When I can truly take in the fact that my own little comfortable rut often keeps me from looking beyond it to see what’s out there, it inspires me to aim for creativity before I strive for comfort.

This is how easy it is to change the smallest thing. I used to occasionally drive to work a different route than my usual one and I always felt so lucky when I’d see an egret or a hawk or even a decorative brick wall I hadn’t noticed before. It got me thinking about how much I lean toward routine because it makes me feel safe, but how the pattern and the similarity almost put me to sleep, keep me from noticing what’s right in front of me. Even driving around downtown wakes me up sometimes, when I see a house I haven’t noticed before or the way an old building stands proudly next to a new high rise.

Last week, when we were in Southern California, my eyes were everywhere—that canyon, those clouds, that palm tree, those buildings. I felt as if I’d been unconscious for a while, as if I’d been lulled into a quiet, content boredom, just happy with my messy drawer. The stimulation of being in a new place, driving on roads I don’t know in unfamiliar directions was so good for me. I’m lucky because I get to do something different like this every couple of months, but I realized on this trip that I need to remember to change when I’m just here living my regular life.

It might feel simpler to always go for my morning jog on the same route or to buy my weekly groceries at the same store, but I think I’d be better off in the long run if I did try something new occasionally. That’s how I felt last week when I was drinking my morning coffee out of a strange cup, watching people I don’t know walk past my window. It’s comforting to know that Skittles and his dad will walk past my house in Sacramento several times a day, but seeing a new dog, a different horizon, makes me think about new ideas and connect things in a novel way.

I’ve been reading a book lately that talks about letting go of the stories we’ve been telling about ourselves for our whole lives. This, of course, could be the topic of an entire blog post in itself, but it reminds me of the importance of shaking up my brain occasionally. As much as I like things to be and look and feel a certain way, I enjoy this feeling of not knowing what’s next, or what’s around that corner, or what the air feels like in a different place. When I can truly take in the fact that my own little comfortable rut often keeps me from looking beyond it to see what’s out there, it inspires me to aim for creativity before I strive for comfort.

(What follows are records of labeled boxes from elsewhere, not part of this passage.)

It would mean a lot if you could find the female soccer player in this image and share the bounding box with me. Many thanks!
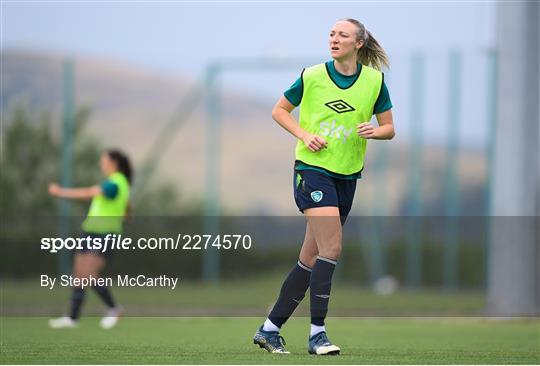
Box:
[49,150,133,329]
[253,19,394,355]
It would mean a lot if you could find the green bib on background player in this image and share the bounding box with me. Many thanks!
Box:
[296,64,383,174]
[82,172,129,234]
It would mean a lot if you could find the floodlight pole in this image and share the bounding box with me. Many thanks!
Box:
[202,63,221,282]
[58,59,75,274]
[405,52,425,289]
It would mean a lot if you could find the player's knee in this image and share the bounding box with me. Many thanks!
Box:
[319,243,341,260]
[300,253,318,268]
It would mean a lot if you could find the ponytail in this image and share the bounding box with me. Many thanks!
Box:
[107,149,133,185]
[344,18,390,71]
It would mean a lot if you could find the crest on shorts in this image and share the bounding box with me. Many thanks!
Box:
[311,191,323,202]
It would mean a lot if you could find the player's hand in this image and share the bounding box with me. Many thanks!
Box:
[356,122,375,139]
[49,183,60,196]
[302,132,328,152]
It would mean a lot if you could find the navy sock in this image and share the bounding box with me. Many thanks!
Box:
[268,261,311,328]
[93,286,115,308]
[309,256,336,326]
[69,287,84,320]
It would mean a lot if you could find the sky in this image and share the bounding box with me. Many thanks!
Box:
[1,1,496,147]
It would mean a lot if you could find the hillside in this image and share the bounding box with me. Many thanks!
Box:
[1,50,485,215]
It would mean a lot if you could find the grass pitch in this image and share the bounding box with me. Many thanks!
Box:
[0,316,540,364]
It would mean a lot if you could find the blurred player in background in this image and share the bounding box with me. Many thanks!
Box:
[49,150,133,329]
[253,19,394,355]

There are so many ways to do things, so many colors and clouds and cars and people and ideas. I have only so much time ahead of me. I’d like to spend a good part of this next phase seeing what I haven’t yet seen, noticing things I may have been too deep in thought to notice. I like traveling because it’s fun and it’s an adventure. I like it even better because it forces me out of my sameness and makes me think about things in a new way. I want to remember to keep bringing those changes home with me, to sort through them like I do with trip photographs and souvenirs, to encourage myself to tell new stories and see things with fresh eyes.